DR. STRANGELOVE IS 'CINEMA SUNDAYS' SHOW

This weekend's "Cinema Sundays" offering at the Reichhold Center for the Arts is a surreal blast from the past — Stanley Kubrick's 1964 satirical and oh, so politically incorrect Dr. Strangelove — Or: How I Learned to Stop Worrying and Love the Bomb.
At the time of its release, liberals found the fantasy/farce about nuclear destruction, Cold War politics, and a military run amok brilliantly satirical. Conservatives, of course, were appalled.
The cast alone — most of whom are long gone — makes it a film classic: George C. Scott as the military madman Gen. Buck Turgidson; Sterling Hayden as the paranoid, cigar-chomping Strategic Air Command general Jack D. Ripper; Slim Pickens as Maj. "King" Kong, a good ol' boy in command of a B-52 bomber carrying a hydrogen bomb; and the irrepressible Peter Sellars in a tour de farce as three characters — the stiff-upper-lipped British Group Capt. Mandrake, the inept U.S. President Merkin Muffley, and the title character, an unstable (in more ways than one), wheelchair-bound German scientist with a gloved, robotic right hand.
Everything is irony, satire and double entendre in Dr. Strangelove, which went up for four Academy Awards (best picture, Sellars for best actor, Kubrick for best director and Kubrick and Terry Southern for best screenplay) but came away with none. The British film was released the year after John F. Kennedy's assassination, not that long after America's grandstanding against ungodly Communism in the Western Hemisphere — the Cuban Missile Crisis and the Bay of Pigs invasion. Cold War hysteria was waning but was by no means over, and meantime Washington and Moscow were about to fan Viet Nam into flame.

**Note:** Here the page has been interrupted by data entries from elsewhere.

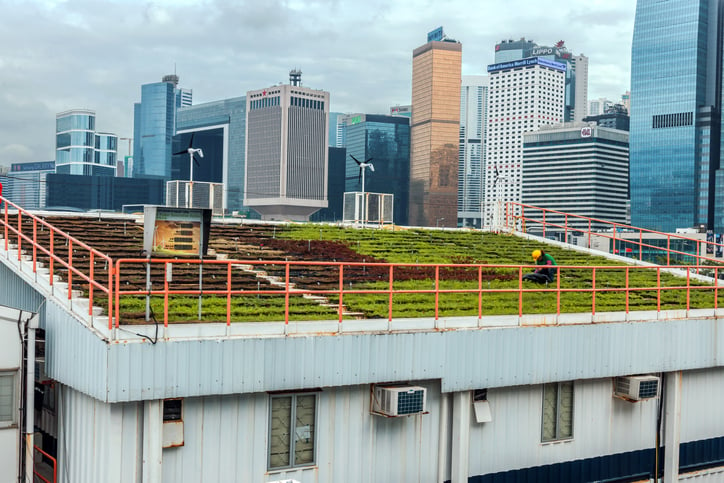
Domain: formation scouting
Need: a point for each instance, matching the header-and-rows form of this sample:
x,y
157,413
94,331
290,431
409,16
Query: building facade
x,y
579,169
385,142
25,184
576,101
79,149
676,115
219,129
286,151
473,102
434,133
154,125
523,96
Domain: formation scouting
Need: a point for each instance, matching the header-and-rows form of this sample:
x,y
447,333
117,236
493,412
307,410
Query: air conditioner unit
x,y
399,400
636,388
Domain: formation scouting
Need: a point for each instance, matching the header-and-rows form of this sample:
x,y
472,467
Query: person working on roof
x,y
547,272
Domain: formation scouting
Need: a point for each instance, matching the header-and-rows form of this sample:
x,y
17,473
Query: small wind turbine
x,y
192,159
362,167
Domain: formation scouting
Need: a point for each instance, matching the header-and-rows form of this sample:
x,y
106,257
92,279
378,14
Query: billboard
x,y
525,63
435,34
176,231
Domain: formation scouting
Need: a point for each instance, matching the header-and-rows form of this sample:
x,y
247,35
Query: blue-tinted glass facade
x,y
385,139
79,149
154,127
225,163
675,125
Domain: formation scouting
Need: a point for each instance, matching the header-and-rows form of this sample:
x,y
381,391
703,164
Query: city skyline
x,y
97,55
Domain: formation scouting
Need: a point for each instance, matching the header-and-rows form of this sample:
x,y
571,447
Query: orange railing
x,y
624,239
385,283
54,466
58,250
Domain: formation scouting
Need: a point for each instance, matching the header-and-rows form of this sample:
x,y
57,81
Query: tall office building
x,y
523,95
576,102
473,99
385,141
154,125
577,168
676,115
286,150
79,149
434,131
25,184
218,128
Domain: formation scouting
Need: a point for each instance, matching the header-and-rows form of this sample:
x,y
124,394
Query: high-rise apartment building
x,y
154,125
286,151
434,131
523,95
577,168
576,102
676,115
79,149
385,141
473,100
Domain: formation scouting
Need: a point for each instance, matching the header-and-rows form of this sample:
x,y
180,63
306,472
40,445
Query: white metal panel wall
x,y
702,394
225,439
97,441
602,425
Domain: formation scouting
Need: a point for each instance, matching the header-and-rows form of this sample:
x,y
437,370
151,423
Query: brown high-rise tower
x,y
435,132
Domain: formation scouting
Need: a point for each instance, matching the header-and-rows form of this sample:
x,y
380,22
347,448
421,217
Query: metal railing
x,y
430,290
58,251
626,240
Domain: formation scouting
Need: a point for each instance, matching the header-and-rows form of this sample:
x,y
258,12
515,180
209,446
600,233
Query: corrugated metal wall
x,y
225,439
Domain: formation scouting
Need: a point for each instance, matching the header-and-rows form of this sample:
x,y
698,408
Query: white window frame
x,y
558,412
8,423
292,438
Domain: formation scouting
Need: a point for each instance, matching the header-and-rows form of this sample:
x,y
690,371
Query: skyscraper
x,y
154,125
287,131
473,99
676,79
434,131
523,95
386,141
79,149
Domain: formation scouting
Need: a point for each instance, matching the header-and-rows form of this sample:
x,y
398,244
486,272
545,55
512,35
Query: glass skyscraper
x,y
79,149
473,98
154,125
676,106
386,141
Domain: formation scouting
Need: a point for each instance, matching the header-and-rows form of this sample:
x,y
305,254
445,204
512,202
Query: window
x,y
292,429
557,418
7,398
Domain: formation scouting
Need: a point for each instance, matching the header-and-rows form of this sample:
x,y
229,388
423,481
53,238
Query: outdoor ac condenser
x,y
637,388
399,400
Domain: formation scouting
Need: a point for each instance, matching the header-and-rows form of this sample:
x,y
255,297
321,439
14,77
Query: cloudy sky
x,y
57,55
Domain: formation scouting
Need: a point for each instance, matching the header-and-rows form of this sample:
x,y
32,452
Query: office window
x,y
7,398
557,421
292,428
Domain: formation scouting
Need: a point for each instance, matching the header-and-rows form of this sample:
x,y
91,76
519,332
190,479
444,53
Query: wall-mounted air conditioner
x,y
398,400
636,388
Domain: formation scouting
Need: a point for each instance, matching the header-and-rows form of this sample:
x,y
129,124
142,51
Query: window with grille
x,y
292,430
7,398
557,421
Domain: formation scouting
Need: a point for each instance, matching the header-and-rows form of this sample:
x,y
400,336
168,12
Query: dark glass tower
x,y
676,73
385,139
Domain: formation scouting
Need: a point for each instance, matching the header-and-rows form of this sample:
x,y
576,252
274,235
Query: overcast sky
x,y
57,55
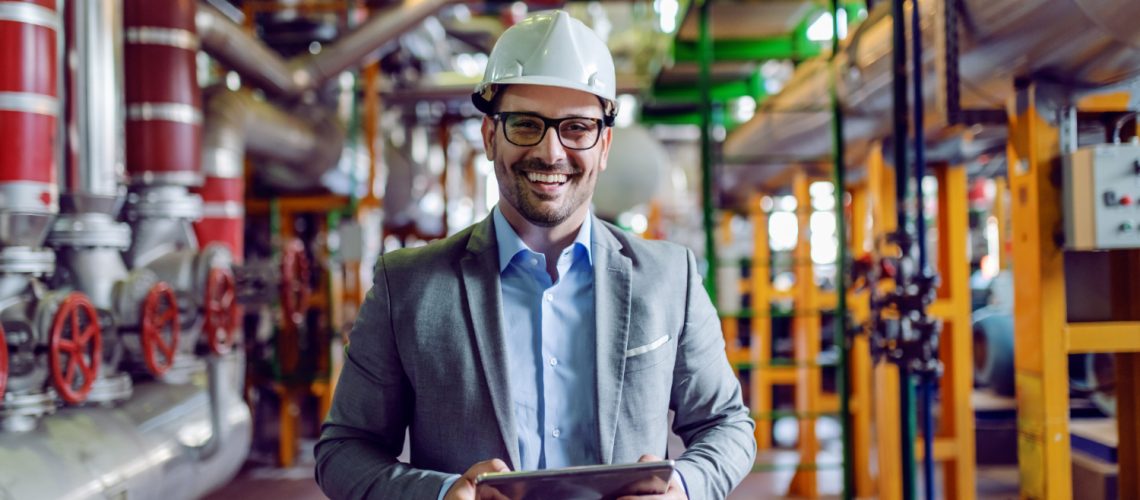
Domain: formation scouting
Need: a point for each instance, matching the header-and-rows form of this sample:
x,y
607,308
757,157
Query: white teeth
x,y
548,178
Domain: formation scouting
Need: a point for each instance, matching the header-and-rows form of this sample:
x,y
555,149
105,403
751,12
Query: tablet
x,y
577,483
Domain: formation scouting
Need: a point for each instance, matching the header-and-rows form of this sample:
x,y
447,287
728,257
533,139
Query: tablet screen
x,y
577,483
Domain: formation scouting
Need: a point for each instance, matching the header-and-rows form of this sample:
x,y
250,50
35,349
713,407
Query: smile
x,y
547,178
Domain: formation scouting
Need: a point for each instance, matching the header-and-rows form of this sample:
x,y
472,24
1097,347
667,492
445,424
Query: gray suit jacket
x,y
428,354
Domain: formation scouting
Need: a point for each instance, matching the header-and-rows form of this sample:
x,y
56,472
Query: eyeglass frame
x,y
547,124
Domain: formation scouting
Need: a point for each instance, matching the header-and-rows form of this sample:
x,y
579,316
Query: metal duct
x,y
170,441
234,47
302,150
29,109
1067,40
260,65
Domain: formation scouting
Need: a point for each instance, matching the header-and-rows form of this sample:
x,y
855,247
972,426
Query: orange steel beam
x,y
806,343
760,345
955,350
860,373
1040,360
881,197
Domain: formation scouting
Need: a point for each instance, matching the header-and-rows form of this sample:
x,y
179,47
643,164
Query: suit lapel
x,y
485,304
611,304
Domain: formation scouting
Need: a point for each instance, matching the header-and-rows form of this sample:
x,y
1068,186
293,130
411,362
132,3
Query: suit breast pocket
x,y
650,354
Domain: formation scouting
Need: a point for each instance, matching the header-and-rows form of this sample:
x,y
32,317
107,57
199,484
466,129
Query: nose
x,y
550,149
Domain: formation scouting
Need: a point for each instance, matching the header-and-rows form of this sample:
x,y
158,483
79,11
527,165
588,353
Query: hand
x,y
464,488
675,490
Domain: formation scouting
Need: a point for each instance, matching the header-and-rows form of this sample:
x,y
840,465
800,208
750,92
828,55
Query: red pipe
x,y
163,101
29,100
222,213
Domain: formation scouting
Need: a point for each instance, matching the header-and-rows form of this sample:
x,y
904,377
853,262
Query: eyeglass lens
x,y
573,132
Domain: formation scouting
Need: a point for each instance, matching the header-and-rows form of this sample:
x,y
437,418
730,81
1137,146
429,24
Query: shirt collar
x,y
510,244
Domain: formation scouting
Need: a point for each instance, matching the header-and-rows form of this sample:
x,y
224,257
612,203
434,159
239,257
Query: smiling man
x,y
540,337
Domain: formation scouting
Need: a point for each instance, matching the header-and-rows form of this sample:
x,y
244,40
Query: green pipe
x,y
706,62
840,325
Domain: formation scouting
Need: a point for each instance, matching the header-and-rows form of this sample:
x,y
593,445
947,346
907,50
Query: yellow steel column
x,y
957,353
806,343
1039,303
860,373
760,354
881,185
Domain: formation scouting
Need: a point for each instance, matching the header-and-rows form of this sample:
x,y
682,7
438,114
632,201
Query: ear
x,y
488,131
604,145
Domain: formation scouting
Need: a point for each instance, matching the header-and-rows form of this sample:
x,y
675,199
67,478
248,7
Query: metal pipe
x,y
350,50
266,70
94,81
258,64
840,328
1006,38
149,447
29,113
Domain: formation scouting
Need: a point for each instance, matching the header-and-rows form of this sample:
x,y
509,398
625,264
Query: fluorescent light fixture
x,y
820,31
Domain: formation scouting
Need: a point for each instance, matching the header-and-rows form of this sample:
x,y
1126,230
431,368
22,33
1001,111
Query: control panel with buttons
x,y
1101,191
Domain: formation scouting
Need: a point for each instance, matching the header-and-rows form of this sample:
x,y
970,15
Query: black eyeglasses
x,y
528,129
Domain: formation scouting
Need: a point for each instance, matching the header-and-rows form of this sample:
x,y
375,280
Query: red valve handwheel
x,y
3,362
220,311
294,283
160,316
75,347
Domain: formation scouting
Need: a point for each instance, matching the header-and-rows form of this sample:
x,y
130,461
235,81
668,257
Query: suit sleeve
x,y
372,407
710,416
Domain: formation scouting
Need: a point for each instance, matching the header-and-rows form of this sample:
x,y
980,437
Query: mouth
x,y
547,179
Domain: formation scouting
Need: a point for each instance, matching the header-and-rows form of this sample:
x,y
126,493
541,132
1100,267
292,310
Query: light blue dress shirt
x,y
550,330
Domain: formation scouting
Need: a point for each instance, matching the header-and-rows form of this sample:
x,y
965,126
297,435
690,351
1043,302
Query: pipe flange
x,y
89,230
19,412
23,260
165,202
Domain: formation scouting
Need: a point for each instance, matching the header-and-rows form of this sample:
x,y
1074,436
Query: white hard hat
x,y
550,49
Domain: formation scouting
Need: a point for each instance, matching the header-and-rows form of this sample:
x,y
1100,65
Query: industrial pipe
x,y
29,109
161,443
163,101
265,68
1079,41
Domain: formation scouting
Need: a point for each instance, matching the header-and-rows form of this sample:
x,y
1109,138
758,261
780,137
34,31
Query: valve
x,y
160,328
294,284
75,347
220,311
3,362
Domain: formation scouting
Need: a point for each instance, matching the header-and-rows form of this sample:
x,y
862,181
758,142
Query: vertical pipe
x,y
706,56
920,237
840,321
29,112
900,115
906,410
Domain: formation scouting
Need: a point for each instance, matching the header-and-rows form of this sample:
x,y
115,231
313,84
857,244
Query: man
x,y
540,337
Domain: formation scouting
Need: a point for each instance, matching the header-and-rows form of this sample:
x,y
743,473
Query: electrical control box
x,y
1101,191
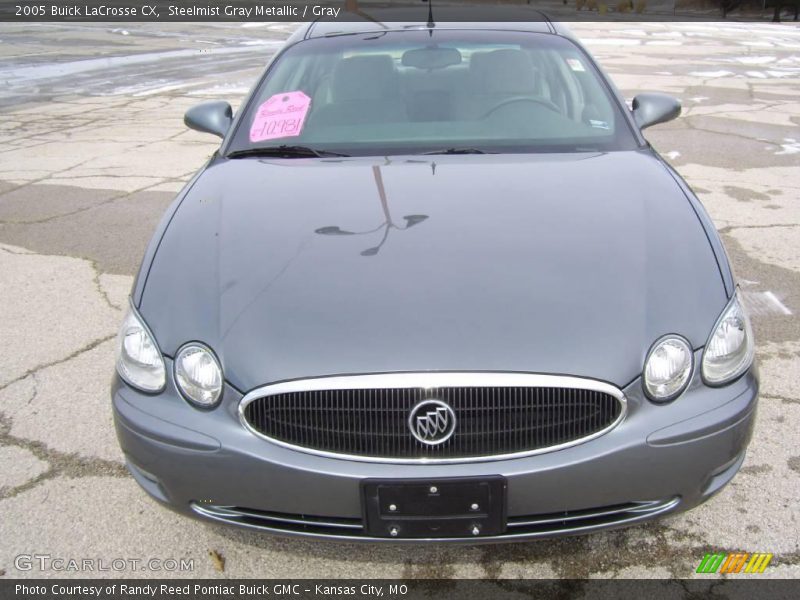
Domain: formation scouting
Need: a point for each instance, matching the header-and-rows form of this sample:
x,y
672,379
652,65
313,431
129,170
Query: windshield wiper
x,y
458,151
285,151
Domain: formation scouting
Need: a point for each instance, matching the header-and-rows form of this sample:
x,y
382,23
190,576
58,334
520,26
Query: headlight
x,y
139,360
198,375
730,349
667,368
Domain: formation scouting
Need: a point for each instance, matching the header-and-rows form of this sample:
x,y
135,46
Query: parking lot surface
x,y
93,149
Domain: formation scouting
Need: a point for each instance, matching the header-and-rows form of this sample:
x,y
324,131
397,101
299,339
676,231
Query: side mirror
x,y
210,117
653,108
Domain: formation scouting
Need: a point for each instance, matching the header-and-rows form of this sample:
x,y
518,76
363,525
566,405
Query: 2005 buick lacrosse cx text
x,y
434,285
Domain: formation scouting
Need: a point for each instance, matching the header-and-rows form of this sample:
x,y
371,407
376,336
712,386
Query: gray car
x,y
434,285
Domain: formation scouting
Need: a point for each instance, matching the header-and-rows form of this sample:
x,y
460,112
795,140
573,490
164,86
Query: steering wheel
x,y
539,101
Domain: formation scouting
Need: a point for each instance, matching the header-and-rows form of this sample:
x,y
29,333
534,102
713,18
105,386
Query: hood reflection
x,y
387,225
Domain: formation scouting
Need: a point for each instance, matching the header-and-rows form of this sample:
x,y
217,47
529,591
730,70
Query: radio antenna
x,y
431,23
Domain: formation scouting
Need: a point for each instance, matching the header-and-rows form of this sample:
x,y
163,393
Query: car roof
x,y
404,19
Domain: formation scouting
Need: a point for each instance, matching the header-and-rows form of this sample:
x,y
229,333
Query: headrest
x,y
506,71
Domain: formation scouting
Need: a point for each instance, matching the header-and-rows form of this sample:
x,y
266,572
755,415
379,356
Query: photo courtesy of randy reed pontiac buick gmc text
x,y
176,10
434,285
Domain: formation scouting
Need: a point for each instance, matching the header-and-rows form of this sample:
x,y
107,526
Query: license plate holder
x,y
462,507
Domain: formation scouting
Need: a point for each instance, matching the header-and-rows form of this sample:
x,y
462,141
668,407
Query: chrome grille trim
x,y
433,380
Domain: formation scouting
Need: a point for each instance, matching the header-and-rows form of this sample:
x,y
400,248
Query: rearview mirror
x,y
210,117
653,108
432,57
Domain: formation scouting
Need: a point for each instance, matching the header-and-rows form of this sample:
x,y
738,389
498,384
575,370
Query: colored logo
x,y
432,422
734,562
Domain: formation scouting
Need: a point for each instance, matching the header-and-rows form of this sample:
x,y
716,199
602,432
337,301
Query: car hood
x,y
572,264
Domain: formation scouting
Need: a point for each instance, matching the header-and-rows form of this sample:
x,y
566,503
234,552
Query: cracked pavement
x,y
94,149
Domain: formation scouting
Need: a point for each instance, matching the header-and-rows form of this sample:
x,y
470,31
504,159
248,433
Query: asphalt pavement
x,y
93,149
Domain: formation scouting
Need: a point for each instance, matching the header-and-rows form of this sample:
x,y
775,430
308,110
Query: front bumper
x,y
661,459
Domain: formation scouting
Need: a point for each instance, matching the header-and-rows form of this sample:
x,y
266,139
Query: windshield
x,y
412,92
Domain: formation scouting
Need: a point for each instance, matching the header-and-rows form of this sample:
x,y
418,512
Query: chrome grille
x,y
367,416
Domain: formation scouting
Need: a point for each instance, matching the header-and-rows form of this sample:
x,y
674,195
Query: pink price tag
x,y
283,115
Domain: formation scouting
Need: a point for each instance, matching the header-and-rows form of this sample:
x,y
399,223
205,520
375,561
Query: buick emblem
x,y
432,422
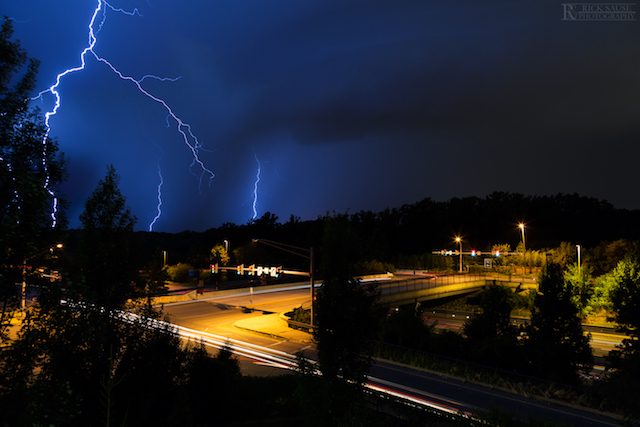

Kubrick chose to film the picture in black and white — although he would later opt for color in A Clockwork Orange and 2001: A Space Odyssey. The movie is almost like a stage drama in that it take place largely on three sets — the locked office of a psychotic Air Force bomb group commander in a military base sealed off from outside communication, the flight deck of the B-52 bomber dispatched to destroy the Soviet "Rooskies," and the underground Pentagon War Room where the addled president has convened his advisors and communicate with his Soviet counterpart to deal with the crisis.
If you can still remember that you loved Dr. Strangelove 35 years ago, treat yourself to a reprise Sunday night. If it was before your time, but you have some historical understanding of the '60s, go see it just for laughs. The politics are obsolete.
The movie starts at 7:30 p.m. Gates open half an hour earlier at the Reichhold. Tickets are $5 general admission, $2.50 for children. Popcorn, candy and soft drinks are availble.
Not to be seen
Originally, the Reichhold series was going to feature another Kubric film on this night, the 1971 cult classic A Clockwork Orange. In some internal confusion, the plans came undone, and as far as audience appeal, it may have been for the better. These days, chances are film buffs in search of retro entertainment will find a 1960s black comedy about inadvertent nuclear war with the Commies a lot more appealing than a futuristic nightmare of a society in which the official solution to rampant, sadistic, drug-abetted random violence is brutal aversion therapy.
Kubrick, who died just last year, withdrew A Clockwork Orange from distribution in Britain in 1973 after media accounts blamed the film for inspiring a teenager to beat a tramp to death. As it turned out, the kid hadn't seen the movie but had read the book on which it was based (imagine that happening today). "Nonetheless," the Associated Press reported last month, "Kubrick received death threats, and he decided to withdraw the film."
In March, the film was reintroduced in British theaters for the first time in more than a quarter-century. Reviewing it from a 2000 perspective, The [London] Daily Telegraph's Andrew O'Hagan found it a visionary morality tale depicting "the stylization of violence in our time, a stylization that society now takes entirely for gtanted." Another writer for the same paper, Peregrine Worsthorne, outraged by the picture the first time around, now found it to be "largely cliche-ridden twaddle."
The orange-haired Malcolm McDowell who played Alex, the protagonist leader of a gang of teen-age punks, is white-haired today, entirely of natural causes.